Tuesday 3 January 2012

Aporia


indecision or uncertainty, or maybe not

– I don’t know if I should give him the cash. He might take it and leave me here without liquid assets and in financial distress. I doubt I’ll be able to pay my bills. And he might go and gets himself into trouble. What if he spends it all? He may waste it quickly and then find that life is tougher than I have taught him. I’m starting to wonder if I brought him up properly, as he ought to have found out that life is tougher out there than it has been for him while he’s been here. I fear I may not have trained him wisely. Perhaps I did something wrong that he came to me, effectively wishing me prematurely dead, and demanding his inheritance.

– Should I go today? I could stay wherever I like once I have the cash! Now I need to decide where to go. All the way to Dissipation City? I could stay in an hotel, or a guest house. Meat and two veg or full á la carte? It’s difficult to decide which of these girls I prefer. Or do I really need to make a choice, as all three seem willing…? I can place a bet on every horse in the race, and on each number at the roulette table. These chums may or may not like me for who I am, or perhaps just for my money. I’m having so much fun that I’m not sure I am all that bothered.

– The economy, driven by agriculture, will perhaps let us all down. My friends seem to have let me down, rather for some reason, and perhaps everyone is as hungry as I.

– Perhaps these unclean animals are not so bad… Yet they are practically starving, too, I think. Their food is probably unfit for consumption, and yet, strangely, I have been considering gnawing at the diseased pods myself, so great is this feeling within which may be hunger and may be worse than that – I just can’t decide.

– Oh, for how long will you run from the love of your father? For many days you have teetered on the brink of starvation, while unrelated farmhands toil at your father’s behest and eat joyfully every day at his table. Are you so filled with pride that you cannot return? You should probably arise and seek his forgiveness.

– Leaving the pig farm was perhaps the best decision, but this road is hard and the end will be humbling. How can I address the old man, whose early death I effectively wished upon him? I might say ‘I am so foolish,’ or I might say ‘I am not othy to be called your son.’ But I will probably finish with ‘please make me one of your hired men.’ I think. Unless he throws me out of the village, which he has every right to do, and may very well feel that way inclined.

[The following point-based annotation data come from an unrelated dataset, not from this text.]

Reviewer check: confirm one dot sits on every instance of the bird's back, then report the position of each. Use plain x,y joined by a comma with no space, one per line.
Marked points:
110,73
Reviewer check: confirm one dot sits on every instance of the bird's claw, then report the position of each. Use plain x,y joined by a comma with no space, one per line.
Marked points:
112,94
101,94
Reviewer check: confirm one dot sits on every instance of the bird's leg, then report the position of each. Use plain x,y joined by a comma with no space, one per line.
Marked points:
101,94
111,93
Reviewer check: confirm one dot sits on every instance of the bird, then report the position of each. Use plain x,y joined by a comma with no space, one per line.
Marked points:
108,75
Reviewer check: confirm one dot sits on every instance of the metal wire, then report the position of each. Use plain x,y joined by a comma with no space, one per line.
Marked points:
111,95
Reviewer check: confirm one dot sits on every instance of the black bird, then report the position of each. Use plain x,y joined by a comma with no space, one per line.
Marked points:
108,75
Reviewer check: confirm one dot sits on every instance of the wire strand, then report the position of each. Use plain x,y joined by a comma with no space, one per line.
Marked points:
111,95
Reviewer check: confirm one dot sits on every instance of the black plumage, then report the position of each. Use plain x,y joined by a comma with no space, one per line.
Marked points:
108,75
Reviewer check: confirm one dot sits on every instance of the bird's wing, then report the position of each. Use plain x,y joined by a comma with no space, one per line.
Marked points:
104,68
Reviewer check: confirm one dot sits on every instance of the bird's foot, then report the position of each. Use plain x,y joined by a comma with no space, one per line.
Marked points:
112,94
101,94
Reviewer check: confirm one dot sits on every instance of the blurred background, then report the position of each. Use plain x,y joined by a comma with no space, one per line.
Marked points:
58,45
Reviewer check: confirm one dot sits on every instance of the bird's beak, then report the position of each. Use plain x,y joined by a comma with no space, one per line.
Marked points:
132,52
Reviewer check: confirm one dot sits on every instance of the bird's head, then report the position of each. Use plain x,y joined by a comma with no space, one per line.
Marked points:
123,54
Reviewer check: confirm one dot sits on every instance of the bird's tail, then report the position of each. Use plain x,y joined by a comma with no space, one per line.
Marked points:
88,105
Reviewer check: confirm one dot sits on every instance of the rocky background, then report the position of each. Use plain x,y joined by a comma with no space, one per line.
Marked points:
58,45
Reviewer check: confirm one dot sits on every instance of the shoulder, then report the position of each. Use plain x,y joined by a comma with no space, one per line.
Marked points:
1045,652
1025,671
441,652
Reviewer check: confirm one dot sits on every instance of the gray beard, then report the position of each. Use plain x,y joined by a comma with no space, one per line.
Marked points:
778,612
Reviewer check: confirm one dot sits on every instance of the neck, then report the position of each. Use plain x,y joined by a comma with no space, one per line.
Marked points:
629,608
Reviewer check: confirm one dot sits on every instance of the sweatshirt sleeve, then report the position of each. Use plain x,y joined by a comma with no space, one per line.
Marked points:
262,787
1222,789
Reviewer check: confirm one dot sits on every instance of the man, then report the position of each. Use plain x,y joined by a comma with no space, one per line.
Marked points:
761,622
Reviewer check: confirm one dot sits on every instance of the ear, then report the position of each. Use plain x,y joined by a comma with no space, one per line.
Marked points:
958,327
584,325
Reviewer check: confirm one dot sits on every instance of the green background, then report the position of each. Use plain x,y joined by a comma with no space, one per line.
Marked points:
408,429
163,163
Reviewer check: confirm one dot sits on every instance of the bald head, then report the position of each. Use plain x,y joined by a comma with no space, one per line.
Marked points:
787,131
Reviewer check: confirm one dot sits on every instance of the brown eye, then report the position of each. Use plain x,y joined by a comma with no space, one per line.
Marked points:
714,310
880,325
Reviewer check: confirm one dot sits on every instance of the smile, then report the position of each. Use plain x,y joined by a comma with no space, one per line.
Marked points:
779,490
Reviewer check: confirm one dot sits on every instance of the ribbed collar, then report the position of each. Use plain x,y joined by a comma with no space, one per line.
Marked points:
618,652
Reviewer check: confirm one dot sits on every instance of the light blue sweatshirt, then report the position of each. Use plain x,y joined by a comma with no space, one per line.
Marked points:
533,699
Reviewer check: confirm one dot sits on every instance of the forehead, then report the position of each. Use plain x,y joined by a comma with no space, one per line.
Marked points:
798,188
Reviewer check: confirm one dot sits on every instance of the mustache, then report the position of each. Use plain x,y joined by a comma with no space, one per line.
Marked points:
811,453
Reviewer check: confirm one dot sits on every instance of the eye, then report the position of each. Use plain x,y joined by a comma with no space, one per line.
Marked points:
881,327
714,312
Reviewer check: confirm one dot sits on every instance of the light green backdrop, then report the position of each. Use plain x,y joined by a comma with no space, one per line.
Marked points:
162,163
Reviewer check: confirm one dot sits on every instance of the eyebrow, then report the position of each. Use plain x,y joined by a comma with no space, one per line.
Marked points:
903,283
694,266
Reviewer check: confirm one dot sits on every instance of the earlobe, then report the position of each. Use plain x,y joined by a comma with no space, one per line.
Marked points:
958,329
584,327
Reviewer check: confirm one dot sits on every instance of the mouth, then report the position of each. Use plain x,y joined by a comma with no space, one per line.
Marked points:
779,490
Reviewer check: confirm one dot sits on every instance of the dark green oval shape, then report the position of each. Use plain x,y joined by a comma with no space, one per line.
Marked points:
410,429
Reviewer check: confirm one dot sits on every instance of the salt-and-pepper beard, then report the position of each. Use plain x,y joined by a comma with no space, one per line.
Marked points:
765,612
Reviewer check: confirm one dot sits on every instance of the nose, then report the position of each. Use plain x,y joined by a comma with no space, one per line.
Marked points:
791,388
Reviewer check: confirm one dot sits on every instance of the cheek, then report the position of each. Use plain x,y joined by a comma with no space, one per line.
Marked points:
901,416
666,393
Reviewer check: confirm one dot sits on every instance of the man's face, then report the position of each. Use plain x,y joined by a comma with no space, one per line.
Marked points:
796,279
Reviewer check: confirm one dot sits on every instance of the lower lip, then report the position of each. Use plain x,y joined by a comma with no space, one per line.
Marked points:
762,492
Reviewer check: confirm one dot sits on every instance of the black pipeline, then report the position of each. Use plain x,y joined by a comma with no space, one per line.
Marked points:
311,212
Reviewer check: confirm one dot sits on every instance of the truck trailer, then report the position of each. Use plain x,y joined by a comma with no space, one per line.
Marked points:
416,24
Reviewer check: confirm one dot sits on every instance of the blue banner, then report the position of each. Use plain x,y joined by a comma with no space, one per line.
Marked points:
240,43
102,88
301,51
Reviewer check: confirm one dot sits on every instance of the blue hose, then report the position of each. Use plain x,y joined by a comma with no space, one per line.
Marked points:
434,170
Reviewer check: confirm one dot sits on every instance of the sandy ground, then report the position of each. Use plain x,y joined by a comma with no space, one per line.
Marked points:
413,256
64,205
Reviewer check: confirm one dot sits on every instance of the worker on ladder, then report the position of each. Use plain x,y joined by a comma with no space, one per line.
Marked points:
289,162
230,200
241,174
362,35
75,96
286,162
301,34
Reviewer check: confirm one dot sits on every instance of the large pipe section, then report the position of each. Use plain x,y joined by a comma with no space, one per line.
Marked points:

– Could today be the day I stop waiting and hoping and decide to get on with the hard life here on the farm? I shall probably stay here on the roof for the morning, and then join the hired men working in the field over here (or perhaps the field over there instead), unless I go and examine the calf we’ve been foolishly giving extra portions of grain, when the famine we hear reported may be coming our way and so we should probably be husbanding our resources more pessimistically. But what is that figure on the distant horizon? Not my son, that’s for sure. Or… Does he walk like that? Only when his shoes are practically falling off his feet, and he wouldn’t be… But then it might be. It’s hard to know for certain. Oh, if only I could be sure!

– Who’s this chump running wildly? Dad wouldn’t be so undignified, so it can’t be him. Perhaps it’s someone coming to tell me to go away, as I feared. But he sounds like he’s happy, and he isn’t waving a stick… Could it be dad? I think it might be! He’s still running, and I think he might be happy…

– My son! My son! It’s hard to see you in this state, starved, footsore, weary. And are you returning?

– Father, make me an hired man, for I am no longer…

– Servants, have we any new shoes in his size? I think there may be some in my wardrobe – please check, and bring brown ones – no, black. No, both, and then he can choose.. And fetch a winter coat for him. One with a lining. No, a waterproof… or perhaps a short jacket. You might look to see if there are any with a hood. And it must have pockets. At least two, plus one on the inside, on the left. No, one inside pocket on each side would be better, probably. Meanwhile, tell Jed (or Nathan, if you can’t find Jed, as he may have gone into town for supplies – or Darius, if Nathan’s out on top field today, which I think he is, unless he’s working with the others who are checking out the threshing machine, I hope, ready for next week’s harvest – unless we do it over the weekend, as I’m wondering if it would be better to take advantage of the sunshine, as I think the weather might change – do you think it might change? Although the wind and clouds have dispersed over the last few hours, so perhaps not…) Anyway, get someone – anyone – (well, someone who knows what he’s doing, so don’t get Joshua or Caleb) to take – oh, or Thaddeus – to take the long sharp knife (it’s probably on the kitchen window ledge, unless it’s on the shelf by the bags of stud nuts or in the big red tool box – actually I might have left it in the brown one) and slay the fatted calf, and we should probably set a fire to roast it. Now, son, which finger is best for this family ring? Rejoice, everyone, either inside the farmhouse or here in the yard, for this my son was either lost or dead, yet now he’s found and alive! Have some more meat, do. Or vegetables if you prefer. Or not, if you’ve had sufficient.